Contrat des RER B: un accord trouvé avec Alstom
Le PDG d'Alstom Henri Poupart-Lafarge, présente la rénovation des rames de RER B, aux côtés de Valérie Pécresse, présidente de la région Ile-de-France, à l'usine de Reichshoffen en Alsace, le 4 octobre 2019

AFP, publié le mercredi 14 avril 2021 à 10h31

Un accord a été trouvé pour l'exécution du contrat des nouveaux RER B à partir de 2025, attribué à un consortium associant les constructeurs ferroviaires CAF et Bombardier Transports mais bloqué depuis la reprise de Bombardier par Alstom fin janvier, ont annoncé mercredi les parties prenantes.

Un accord a été trouvé pour l'exécution du contrat des nouveaux RER B à partir de 2025, attribué à un consortium associant les constructeurs ferroviaires CAF et Bombardier Transports mais bloqué depuis la reprise de Bombardier par Alstom fin janvier, ont annoncé mercredi les parties prenantes.

"Les discussions intervenues depuis plusieurs semaines ont permis au nouveau groupe Alstom-Bombardier de prendre connaissance des termes du contrat et de lever leurs inquiétudes, permettant dorénavant au groupement Alstom-Bombardier/CAF de s'engager dans l'exécution du contrat sur la base du marché notifié", ont indiqué les clients --RATP, SNCF et Ile-de-France Mobilités-- dans un communiqué.

"Chez Alstom, on confirme être en position d'exécuter le contrat", a confirmé à l'AFP un porte-parole du constructeur français.

Une réunion décisive a permis mardi "de confirmer l'engagement d'Alstom-Bombardier/CAF dans l'exécution du marché et d'initier les prochaines étapes de sa mise en oeuvre", ont précisé les clients.

RATP et SNCF Mobilités ont attribué le 13 janvier le contrat de 2,56 milliards d'euros pour la fabrication des 146 nouvelles rames du RER --attendues à partir de la fin 2025-- à un groupement associant le canadien Bombardier Transport et l'espagnol CAF.

Mais Alstom, dont l'offre (plus chère) n'a pas été retenue, a multiplié les recours, empêchant la signature avant sa reprise de Bombardier Transport fin janvier.

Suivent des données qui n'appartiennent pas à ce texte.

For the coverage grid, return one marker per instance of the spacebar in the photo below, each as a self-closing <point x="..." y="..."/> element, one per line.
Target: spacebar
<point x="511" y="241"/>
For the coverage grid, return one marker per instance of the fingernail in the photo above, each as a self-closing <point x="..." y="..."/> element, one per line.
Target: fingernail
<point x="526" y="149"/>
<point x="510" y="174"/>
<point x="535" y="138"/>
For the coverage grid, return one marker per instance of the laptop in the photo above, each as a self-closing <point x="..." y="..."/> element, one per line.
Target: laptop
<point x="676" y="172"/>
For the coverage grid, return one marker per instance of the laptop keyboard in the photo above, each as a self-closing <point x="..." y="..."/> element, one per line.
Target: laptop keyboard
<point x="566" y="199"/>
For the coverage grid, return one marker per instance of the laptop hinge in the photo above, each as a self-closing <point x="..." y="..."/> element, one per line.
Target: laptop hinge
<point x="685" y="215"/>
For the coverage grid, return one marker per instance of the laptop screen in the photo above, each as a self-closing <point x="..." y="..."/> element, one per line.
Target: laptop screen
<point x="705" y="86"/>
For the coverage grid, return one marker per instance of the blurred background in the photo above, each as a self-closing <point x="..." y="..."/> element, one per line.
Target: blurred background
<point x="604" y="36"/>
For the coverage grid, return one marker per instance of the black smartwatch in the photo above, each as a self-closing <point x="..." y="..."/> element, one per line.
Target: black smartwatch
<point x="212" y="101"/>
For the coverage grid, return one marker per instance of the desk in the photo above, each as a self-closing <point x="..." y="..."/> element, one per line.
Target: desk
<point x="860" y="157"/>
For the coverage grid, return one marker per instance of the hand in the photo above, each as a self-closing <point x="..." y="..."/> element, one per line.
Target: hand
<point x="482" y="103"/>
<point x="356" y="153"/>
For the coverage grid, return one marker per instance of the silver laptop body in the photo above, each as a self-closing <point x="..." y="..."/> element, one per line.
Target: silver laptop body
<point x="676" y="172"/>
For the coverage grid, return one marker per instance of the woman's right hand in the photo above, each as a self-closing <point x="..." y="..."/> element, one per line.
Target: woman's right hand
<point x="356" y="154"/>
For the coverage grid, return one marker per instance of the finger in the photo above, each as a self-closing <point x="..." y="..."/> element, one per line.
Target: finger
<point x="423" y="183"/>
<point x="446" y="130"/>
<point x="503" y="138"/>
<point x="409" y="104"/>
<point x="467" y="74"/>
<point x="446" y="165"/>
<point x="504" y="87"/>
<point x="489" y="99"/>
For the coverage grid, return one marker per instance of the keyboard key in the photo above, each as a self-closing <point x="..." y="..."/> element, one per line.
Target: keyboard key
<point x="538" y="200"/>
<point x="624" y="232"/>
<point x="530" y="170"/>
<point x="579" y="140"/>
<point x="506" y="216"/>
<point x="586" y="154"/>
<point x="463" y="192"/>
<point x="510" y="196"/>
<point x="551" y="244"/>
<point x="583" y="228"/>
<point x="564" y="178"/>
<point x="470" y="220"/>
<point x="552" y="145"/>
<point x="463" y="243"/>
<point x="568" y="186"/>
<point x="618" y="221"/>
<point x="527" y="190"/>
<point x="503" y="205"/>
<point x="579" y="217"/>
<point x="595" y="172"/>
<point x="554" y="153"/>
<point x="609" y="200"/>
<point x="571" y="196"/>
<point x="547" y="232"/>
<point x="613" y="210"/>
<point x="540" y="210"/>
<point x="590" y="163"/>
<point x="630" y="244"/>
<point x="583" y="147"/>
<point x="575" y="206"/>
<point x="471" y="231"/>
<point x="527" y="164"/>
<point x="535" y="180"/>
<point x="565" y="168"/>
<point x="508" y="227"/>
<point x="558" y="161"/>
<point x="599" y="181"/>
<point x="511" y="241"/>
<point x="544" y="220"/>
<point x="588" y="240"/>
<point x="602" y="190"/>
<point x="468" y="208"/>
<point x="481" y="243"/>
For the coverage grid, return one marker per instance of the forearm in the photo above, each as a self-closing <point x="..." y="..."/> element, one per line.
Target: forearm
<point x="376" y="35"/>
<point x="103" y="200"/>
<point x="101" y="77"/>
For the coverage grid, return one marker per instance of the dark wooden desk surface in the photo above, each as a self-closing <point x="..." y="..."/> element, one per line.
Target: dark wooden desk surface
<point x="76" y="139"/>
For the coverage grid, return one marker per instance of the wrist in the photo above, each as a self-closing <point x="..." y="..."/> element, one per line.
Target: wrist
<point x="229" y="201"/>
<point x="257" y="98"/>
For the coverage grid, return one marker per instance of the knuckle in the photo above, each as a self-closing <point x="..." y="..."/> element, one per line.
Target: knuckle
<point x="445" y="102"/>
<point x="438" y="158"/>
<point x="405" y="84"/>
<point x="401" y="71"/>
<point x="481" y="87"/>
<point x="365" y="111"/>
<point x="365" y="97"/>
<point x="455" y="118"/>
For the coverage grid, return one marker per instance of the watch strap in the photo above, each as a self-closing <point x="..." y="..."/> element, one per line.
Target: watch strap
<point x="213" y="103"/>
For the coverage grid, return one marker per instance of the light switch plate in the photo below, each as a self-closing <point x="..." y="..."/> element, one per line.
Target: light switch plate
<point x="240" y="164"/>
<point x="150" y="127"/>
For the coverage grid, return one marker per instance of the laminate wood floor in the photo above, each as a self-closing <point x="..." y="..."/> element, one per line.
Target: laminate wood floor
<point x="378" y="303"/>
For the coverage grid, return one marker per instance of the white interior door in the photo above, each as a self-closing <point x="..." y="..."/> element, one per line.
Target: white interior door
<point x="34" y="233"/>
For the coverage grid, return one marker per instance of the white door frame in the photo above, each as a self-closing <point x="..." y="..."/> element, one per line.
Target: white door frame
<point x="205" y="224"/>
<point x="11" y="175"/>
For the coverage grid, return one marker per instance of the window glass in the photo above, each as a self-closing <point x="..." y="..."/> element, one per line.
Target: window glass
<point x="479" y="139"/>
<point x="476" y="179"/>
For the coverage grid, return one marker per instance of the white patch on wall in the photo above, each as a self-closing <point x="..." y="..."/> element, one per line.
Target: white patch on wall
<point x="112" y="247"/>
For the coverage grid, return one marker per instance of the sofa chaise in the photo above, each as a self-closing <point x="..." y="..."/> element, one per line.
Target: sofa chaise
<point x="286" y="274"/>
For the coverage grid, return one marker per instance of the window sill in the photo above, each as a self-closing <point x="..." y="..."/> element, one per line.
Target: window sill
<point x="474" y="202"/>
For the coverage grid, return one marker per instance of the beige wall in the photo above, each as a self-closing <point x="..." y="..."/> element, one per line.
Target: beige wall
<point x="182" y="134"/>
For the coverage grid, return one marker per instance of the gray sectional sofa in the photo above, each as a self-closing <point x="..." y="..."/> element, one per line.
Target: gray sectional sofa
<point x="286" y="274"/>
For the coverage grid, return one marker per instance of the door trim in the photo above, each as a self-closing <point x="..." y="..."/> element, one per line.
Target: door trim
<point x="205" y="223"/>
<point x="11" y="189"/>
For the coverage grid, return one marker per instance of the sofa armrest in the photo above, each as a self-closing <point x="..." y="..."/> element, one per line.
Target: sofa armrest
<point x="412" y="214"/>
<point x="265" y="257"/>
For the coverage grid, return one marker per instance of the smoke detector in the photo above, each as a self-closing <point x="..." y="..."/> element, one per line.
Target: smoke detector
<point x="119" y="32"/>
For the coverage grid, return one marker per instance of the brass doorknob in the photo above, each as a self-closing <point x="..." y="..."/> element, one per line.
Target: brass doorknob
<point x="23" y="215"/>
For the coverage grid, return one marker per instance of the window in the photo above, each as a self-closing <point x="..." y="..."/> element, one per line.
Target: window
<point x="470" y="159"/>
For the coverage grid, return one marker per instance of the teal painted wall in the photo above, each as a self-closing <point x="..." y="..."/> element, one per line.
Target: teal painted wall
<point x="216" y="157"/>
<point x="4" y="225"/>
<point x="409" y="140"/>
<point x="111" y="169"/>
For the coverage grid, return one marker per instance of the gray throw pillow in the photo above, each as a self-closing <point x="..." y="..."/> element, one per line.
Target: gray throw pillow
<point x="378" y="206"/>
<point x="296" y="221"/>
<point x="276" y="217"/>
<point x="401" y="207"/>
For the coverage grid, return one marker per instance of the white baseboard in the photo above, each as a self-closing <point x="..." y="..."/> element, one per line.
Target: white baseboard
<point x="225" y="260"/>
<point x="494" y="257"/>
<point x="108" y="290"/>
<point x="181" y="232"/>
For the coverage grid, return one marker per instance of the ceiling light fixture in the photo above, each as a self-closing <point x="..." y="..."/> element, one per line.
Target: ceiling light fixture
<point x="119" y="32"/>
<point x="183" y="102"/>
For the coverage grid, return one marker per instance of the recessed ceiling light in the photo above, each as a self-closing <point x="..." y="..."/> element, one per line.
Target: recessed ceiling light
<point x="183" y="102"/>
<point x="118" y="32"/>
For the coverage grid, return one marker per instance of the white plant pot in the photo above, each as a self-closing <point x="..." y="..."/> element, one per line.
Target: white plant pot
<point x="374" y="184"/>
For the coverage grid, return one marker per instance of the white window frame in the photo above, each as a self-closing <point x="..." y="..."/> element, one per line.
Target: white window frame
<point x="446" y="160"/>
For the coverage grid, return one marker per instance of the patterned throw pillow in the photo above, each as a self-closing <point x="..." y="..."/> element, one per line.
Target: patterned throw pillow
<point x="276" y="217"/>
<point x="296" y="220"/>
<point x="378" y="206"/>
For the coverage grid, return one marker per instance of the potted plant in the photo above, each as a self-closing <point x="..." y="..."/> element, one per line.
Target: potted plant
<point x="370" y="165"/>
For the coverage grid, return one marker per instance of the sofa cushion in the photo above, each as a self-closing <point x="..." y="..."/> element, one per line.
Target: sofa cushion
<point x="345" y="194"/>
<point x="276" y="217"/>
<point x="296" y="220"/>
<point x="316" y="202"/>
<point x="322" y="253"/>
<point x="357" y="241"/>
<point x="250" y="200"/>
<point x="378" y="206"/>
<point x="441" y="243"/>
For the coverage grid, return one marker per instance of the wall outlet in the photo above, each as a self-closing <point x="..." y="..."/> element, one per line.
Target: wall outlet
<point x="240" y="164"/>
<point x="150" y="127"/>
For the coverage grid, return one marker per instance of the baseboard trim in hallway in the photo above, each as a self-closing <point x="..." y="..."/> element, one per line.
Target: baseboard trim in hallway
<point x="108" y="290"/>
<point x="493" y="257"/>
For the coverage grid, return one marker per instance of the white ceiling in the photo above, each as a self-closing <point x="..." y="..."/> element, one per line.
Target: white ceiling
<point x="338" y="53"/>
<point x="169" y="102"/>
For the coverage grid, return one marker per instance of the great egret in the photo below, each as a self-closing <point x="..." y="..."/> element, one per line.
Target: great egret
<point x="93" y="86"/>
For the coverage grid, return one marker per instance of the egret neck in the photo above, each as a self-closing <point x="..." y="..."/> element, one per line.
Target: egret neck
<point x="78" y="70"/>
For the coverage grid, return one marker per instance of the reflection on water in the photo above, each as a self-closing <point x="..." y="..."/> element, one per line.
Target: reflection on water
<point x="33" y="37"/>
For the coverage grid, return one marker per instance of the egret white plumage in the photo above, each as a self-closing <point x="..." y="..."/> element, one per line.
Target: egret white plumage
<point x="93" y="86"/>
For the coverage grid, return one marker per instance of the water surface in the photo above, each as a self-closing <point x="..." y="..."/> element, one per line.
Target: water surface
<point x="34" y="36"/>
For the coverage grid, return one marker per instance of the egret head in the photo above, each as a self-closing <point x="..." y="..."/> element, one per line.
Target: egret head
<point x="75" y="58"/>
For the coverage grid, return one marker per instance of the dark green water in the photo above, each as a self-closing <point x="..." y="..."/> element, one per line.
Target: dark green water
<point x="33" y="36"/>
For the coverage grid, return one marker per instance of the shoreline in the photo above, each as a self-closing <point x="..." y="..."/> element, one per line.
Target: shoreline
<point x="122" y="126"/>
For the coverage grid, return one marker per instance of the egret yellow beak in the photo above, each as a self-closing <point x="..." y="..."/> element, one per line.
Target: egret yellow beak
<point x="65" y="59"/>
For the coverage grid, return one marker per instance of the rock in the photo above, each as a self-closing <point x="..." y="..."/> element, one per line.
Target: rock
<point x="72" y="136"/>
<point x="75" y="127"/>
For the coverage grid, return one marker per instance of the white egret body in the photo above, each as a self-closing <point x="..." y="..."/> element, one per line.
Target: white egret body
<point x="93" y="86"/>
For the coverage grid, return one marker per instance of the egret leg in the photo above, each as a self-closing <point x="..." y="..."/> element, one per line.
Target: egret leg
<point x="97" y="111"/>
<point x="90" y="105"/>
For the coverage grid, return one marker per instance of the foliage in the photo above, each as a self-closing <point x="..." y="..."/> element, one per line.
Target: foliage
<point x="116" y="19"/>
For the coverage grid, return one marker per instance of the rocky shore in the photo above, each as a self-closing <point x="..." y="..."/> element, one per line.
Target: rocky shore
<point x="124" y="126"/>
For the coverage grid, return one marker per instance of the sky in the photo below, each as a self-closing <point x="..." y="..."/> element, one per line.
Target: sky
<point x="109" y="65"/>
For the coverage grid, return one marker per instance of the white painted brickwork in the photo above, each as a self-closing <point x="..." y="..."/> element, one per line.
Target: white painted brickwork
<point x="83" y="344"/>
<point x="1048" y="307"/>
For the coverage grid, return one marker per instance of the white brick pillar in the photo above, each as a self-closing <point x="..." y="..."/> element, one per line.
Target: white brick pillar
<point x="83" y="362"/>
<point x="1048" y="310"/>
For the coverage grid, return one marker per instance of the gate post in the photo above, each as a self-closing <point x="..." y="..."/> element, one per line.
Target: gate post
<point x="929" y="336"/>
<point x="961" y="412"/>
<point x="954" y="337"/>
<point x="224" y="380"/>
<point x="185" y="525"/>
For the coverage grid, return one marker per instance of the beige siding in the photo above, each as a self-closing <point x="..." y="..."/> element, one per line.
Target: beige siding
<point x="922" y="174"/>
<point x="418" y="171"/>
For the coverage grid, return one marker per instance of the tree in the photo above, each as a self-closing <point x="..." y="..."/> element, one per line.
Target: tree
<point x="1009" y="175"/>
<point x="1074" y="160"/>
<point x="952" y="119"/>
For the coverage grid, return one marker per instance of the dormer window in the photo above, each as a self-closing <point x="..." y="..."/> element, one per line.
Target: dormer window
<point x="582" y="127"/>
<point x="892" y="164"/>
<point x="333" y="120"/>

Le groupe français avait alors retiré l'offre de Bombardier, la jugeant trop risquée techniquement et financièrement.

La RATP et la SNCF considéraient que cette offre était inconditionnelle. Les deux groupes publics avaient en conséquence signé le contrat, appelant le nouveau propriétaire de Bombardier à l'exécuter.

Ile-de-France Mobilités, qui finance ces fameuses rames, avait menacé d'introduire dans ses futurs appels d'offres "une clause de loyauté" basée sur le respect des "engagements passés et en cours" des sociétés répondantes.

Sa présidente "Valérie Pécresse a régulièrement rappelé qu'Ile-de-France Mobilités représente le quart des commandes mondiales d'Alstom", a noté un porte-parole mercredi.